Autumn rolled in with heavy clouds, grey skies, damp weather and sleep regressions. By now my mum had returned to our sunny Caribbean and Hasani and I were adapting to life as a little family. This period was a bit foggy for me, I felt lonely with mum no longer here to chat with, Alba beginning her battle against my attempts to get her to sleep, and Hasani being very busy with work. Every morning I would repeat to myself “get up, dress up, show up” as I rolled out of bed to repeat my daily cycle of working out, taking care of Alba, making calls to family, and sending whatsapp messages to friends on a few hours of sleep.


As Christmas approached, I was hit with a new zeal of enthusiasm. By now we had grudgingly accepted that the much anticipated baby’s first Christmas in Trinidad was not going to happen and we would have to make the best of London. We excitedly ordered a real Christmas tree, and bought some decorations for the flat, and groceries. Christmas lasted from mid-November till mid-January in our house. We ate, we drank, we dressed Alba up for calls and we chatted over home-made hot chocolate. Alba continued her sleep strike and both of us had midnight play dates in the living room and waking up Hasani every time I heard what I thought to be a squeak after reading countless articles on the thriving rat and mice populations in lockdown and how they were invading houses.

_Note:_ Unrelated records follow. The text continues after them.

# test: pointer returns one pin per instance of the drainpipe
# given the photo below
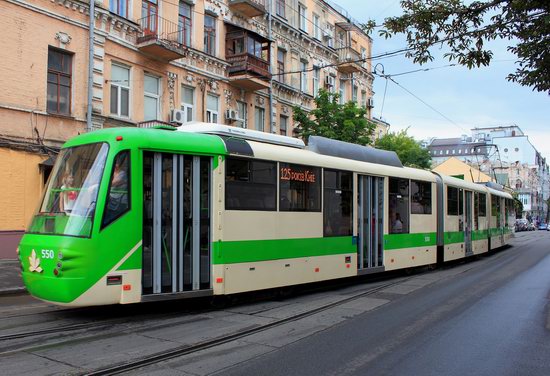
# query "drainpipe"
(90, 67)
(271, 120)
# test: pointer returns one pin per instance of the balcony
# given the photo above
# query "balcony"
(248, 56)
(349, 60)
(248, 72)
(249, 8)
(161, 38)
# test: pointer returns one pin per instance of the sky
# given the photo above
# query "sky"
(481, 97)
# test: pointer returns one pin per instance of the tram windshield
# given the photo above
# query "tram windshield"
(69, 202)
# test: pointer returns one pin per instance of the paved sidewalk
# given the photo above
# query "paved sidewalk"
(10, 278)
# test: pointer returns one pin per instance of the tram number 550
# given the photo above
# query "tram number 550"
(47, 253)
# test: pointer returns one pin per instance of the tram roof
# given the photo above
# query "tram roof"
(307, 157)
(155, 139)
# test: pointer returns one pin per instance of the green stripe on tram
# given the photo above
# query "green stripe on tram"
(232, 252)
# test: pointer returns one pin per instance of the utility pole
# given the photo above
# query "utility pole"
(269, 19)
(90, 67)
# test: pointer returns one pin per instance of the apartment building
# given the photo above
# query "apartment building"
(506, 154)
(238, 62)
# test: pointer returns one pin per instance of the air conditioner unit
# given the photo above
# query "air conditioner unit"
(327, 32)
(177, 116)
(370, 103)
(232, 114)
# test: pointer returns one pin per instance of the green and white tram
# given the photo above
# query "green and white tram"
(132, 215)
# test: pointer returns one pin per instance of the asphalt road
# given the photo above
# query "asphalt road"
(490, 320)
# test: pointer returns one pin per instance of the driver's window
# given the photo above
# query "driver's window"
(118, 198)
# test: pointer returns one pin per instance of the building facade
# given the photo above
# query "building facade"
(238, 62)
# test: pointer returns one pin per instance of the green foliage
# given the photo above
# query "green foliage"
(464, 29)
(345, 122)
(409, 151)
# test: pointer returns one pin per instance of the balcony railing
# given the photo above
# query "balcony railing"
(248, 63)
(250, 8)
(162, 38)
(349, 60)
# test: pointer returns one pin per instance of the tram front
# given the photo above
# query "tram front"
(77, 248)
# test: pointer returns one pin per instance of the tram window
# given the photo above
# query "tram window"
(494, 206)
(421, 197)
(299, 188)
(118, 199)
(482, 205)
(250, 185)
(452, 201)
(337, 208)
(399, 206)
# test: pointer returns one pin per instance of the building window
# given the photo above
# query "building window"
(259, 119)
(59, 82)
(212, 109)
(303, 76)
(280, 7)
(209, 34)
(250, 185)
(283, 125)
(316, 79)
(421, 197)
(149, 14)
(151, 100)
(300, 188)
(119, 7)
(120, 91)
(188, 102)
(242, 114)
(316, 27)
(281, 54)
(185, 24)
(303, 19)
(399, 206)
(338, 203)
(342, 91)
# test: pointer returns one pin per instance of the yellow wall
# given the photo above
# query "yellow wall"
(21, 188)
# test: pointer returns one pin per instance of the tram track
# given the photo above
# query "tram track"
(190, 349)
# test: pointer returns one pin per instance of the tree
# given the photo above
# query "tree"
(345, 122)
(409, 151)
(464, 29)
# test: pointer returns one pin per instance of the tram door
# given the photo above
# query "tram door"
(176, 223)
(468, 223)
(370, 222)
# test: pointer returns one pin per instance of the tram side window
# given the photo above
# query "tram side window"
(399, 206)
(118, 199)
(421, 197)
(452, 201)
(337, 208)
(299, 188)
(482, 205)
(250, 185)
(494, 205)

In January I woke up one day fed up of it all; fed up of lockdown, fed up of winter, fed up of being indoors all the time. I realised that I had spent the year before mothering, the year before that being pregnant and the year before that planning to get pregnant. I started panicking that I was losing my identity and decided to reconnect with my inner self. My dad always tells this story of me as a little girl going on a hike with my family and pulling out my journal on the mountain top to write. In my head I thought this last year was definitely an uphill climb and the time had come to pull out my journal and begin writing and so I did the modern day equivalent, I started blogging. These past three months have been spent reading, blogging, and journaling.


I don’t know what this next year will bring, whether warmer weather and sunny days will ever come to London, whether we will go home for Christmas, whether Alba will finally start sleeping, whether return to work and Alba in nursery will be a smooth transition…these are all questions that occupy my thoughts at night. What I do know is that I have grown stronger as a person and our little family has become a tight little unit ready to battle whatever is thrown our way, and my wider family has been my constant support through it all despite the ocean in between us. To use Albert Camus’ words “In the midst of winter I found there was within me an invincible summer”.